My final thought would be to commend to the Committee, if you are so inclined to back us on this, Aneurin Bevan’s dictum. He said that legislation in this countrystarts off by voluntary effort, it starts off by empirical experiment, it starts off by improvisation, it then establishes itself by merit, and ultimately at some stage, the State steps in and makes what was started by voluntary action and experiment a universal service.”

That is the experimentation and evolution that we have been doing in the health service over the last seven years. Now we are asking you to step in and make it universal.
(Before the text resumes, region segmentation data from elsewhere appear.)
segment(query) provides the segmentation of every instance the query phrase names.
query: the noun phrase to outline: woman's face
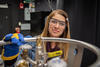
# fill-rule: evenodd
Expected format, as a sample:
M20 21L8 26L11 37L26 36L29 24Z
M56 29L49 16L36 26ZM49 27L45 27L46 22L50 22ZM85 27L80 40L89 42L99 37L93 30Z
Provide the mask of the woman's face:
M66 27L65 17L60 14L55 14L49 22L50 37L60 37Z

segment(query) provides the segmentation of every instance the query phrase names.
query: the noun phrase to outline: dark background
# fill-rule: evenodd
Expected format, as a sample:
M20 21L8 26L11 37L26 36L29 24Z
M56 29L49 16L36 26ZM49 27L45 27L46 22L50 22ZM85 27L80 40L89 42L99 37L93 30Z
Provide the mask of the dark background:
M71 38L100 47L100 0L50 0L53 9L64 9L69 15ZM19 9L20 0L0 0L8 8L0 8L0 39L13 32L19 21L30 23L31 30L22 31L24 35L38 35L42 32L45 17L51 12L48 0L35 0L36 12L31 13L31 21L24 20L24 9ZM88 67L96 56L84 50L81 67ZM77 61L77 60L76 60Z

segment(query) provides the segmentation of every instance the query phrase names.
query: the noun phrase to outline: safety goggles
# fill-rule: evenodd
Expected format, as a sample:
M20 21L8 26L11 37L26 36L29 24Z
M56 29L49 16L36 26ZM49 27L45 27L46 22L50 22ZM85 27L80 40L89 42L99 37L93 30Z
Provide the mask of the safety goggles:
M59 23L60 26L65 26L66 25L66 23L64 21L60 21L60 20L57 20L57 19L54 19L54 18L50 19L50 23L52 23L52 24Z

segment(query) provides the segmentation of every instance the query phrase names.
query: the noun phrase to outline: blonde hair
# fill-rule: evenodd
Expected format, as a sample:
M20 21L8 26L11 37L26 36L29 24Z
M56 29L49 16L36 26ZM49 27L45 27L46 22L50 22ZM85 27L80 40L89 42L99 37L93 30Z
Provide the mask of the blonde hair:
M63 35L62 38L70 38L69 21L67 20L68 19L68 14L65 11L61 10L61 9L54 10L49 14L49 16L46 19L45 27L44 27L44 30L43 30L41 36L42 37L49 37L49 35L48 35L49 21L55 14L60 14L60 15L65 17L66 25L67 25L66 26L67 31L64 31L64 35ZM66 45L63 45L63 44L65 44L65 43L59 43L59 47L64 50L64 59L67 60L69 44L67 44L67 43L66 43Z

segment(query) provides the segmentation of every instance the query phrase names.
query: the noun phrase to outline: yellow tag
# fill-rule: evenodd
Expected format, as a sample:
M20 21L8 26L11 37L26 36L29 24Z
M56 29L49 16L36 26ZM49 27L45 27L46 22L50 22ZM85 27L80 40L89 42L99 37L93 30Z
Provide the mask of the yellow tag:
M48 52L48 57L52 58L52 57L56 57L56 56L61 56L62 54L63 54L62 50L54 51L54 52Z

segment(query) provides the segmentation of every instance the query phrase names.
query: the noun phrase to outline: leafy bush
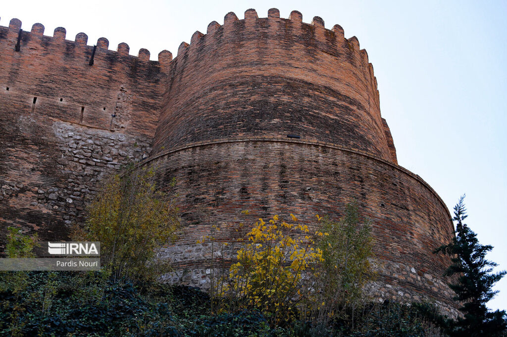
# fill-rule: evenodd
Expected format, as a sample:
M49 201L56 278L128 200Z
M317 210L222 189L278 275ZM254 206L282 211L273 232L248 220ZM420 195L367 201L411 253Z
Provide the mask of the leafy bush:
M100 242L101 263L113 280L136 283L170 270L156 257L176 239L179 221L177 207L156 190L155 175L131 169L113 176L88 207L84 230L74 231L75 239Z
M304 319L326 326L365 300L363 287L375 276L370 263L373 238L369 222L359 223L355 202L346 205L338 223L322 220L318 215L317 218L320 230L328 234L320 237L317 244L323 261L316 273L315 293L302 311Z

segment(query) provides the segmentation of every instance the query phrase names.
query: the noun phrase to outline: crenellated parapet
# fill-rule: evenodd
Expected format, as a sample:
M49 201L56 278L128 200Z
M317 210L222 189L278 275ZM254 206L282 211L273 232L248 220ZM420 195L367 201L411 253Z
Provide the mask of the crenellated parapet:
M7 30L6 30L6 29ZM44 25L42 24L39 23L33 24L30 31L28 32L21 29L21 21L19 19L15 18L11 20L8 26L5 27L0 26L0 30L2 30L4 31L7 31L7 34L12 36L15 36L17 37L18 36L21 36L22 40L23 39L26 40L27 38L26 37L24 38L23 36L26 34L29 34L33 35L38 35L39 36L44 36L47 38L52 37L52 39L55 41L66 41L67 43L73 42L71 40L66 39L66 30L63 27L58 27L55 28L55 30L53 32L52 36L49 36L48 35L44 35L45 27ZM21 32L20 32L20 31L21 31ZM81 32L78 33L76 35L76 37L74 38L73 41L77 46L86 46L88 42L88 35L85 33ZM129 54L130 48L129 47L128 45L124 42L119 44L117 47L116 51L108 49L109 41L105 37L99 38L97 43L95 44L95 45L97 46L97 48L104 50L107 50L108 52L116 52L119 55L128 55L132 57L136 57L141 61L147 61L150 60L150 53L147 49L141 48L139 50L137 56L130 55ZM14 47L15 47L15 45ZM160 52L160 54L159 55L159 61L160 61L160 54L167 52L167 52L167 51L163 51ZM163 59L163 62L167 62L166 59L164 59L163 57L162 57L162 59Z
M110 50L105 37L89 46L85 33L69 40L63 27L44 32L41 23L23 30L17 19L0 26L0 99L55 120L153 137L167 67L143 48L130 55L125 43Z
M105 37L44 33L0 26L0 247L9 226L65 239L106 177L134 161L157 170L180 209L185 235L161 256L168 281L208 286L213 253L197 241L242 210L312 226L355 199L372 222L377 300L453 306L450 260L432 254L452 239L450 215L397 164L368 54L340 25L231 12L158 61ZM226 227L219 239L232 243Z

Chair:  Thank you. What a stirring note to finish on, Sir Simon. We are most grateful for your and Amanda Pritchard’s time. It has been quite a technical discussion about the plumbing of the NHS, but I think we all know how incredibly important it is to get that plumbing right for the service and the quality of care that we give patients. We are very grateful for your time. We know how busy you are with all the other things that are going on. Once again, please pass on our thanks to all NHS staff for their magnificent efforts at the moment. That concludes this morning’s session. Thank you, everyone.